= Sicilian Film Festival =

The Sicilian Film Festival is a showcase of Sicilian directors and movies created in Miami in 2006 by Emanuele Viscuso. This American display of the Sicilian cinematography underlines the Sicilian cinema, literature and also its links with the international Cinema.

The SFF is the first organization that brought the existence and the importance of Sicilian cinema to the world stage by considering that Sicily is second in Italy after Rome in producing movies, that some of the best Italian directors are Sicilian (Giuseppe Tornatore won an Academy Award for Cinema Paradiso), that an incredible number of Hollywood stars are also Sicilian (consider Frank Sinatra, Vincente Minnelli, Martin Scorsese, Frank Capra, Susan Sarandon, Cyndi Lauper, Sylvester Stallone, Joseph Barbera), and that an impressive number of directors from all over the world have chosen Sicily as a site for shooting their movies.
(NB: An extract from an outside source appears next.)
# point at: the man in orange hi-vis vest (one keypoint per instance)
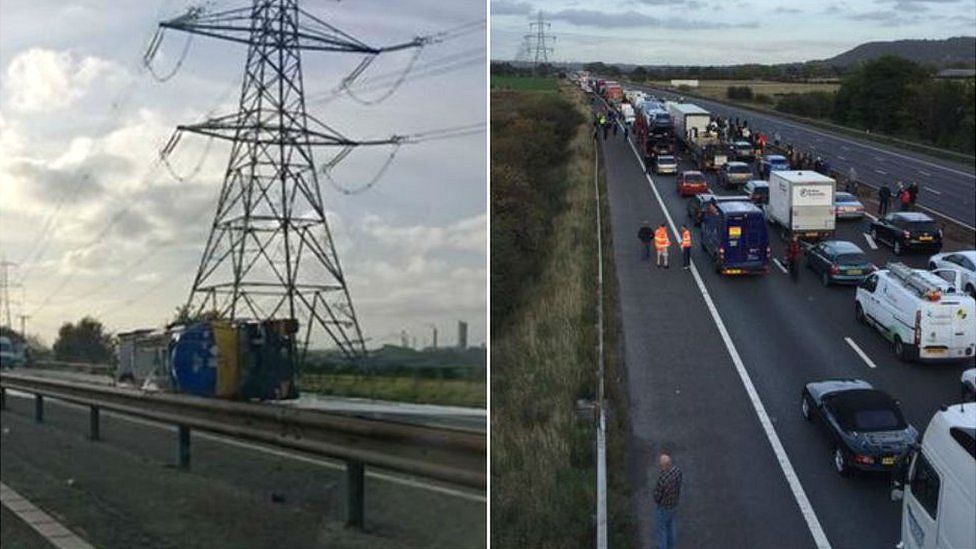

Given the enormous number of Sicilians and Sicilian descendants throughout the world tired of the unjust association of their name with the Mafia and in search of a new cultural identity as an alternative to the inaccurate stereotypes, its founder Viscuso appears to have developed the right formula for involving millions of people into a converging project and a merging association. This formula includes an international background granted by the fact that the SFF is held in the United States of America rather than in Sicily, as well as the fact that other local editions of SFF will be held in other cities in the USA and in the world. At the same time the close relationship with the mother-island is established by this same "Ambassador of Culture" with the creation of another extremely successful event in Sicily, the FIMO International Festival of Organ Music in the Historical Princedom of Castelbuono at its first edition in 2008.

The Sicilian Film Festival has fast become America's window on Sicilian cinematography and culture.

The city of Miami Beach, where the festival is located, made in 2007 the official proclamation of a Sicilian Film Festival Day in recognition of the cultural impact in the city.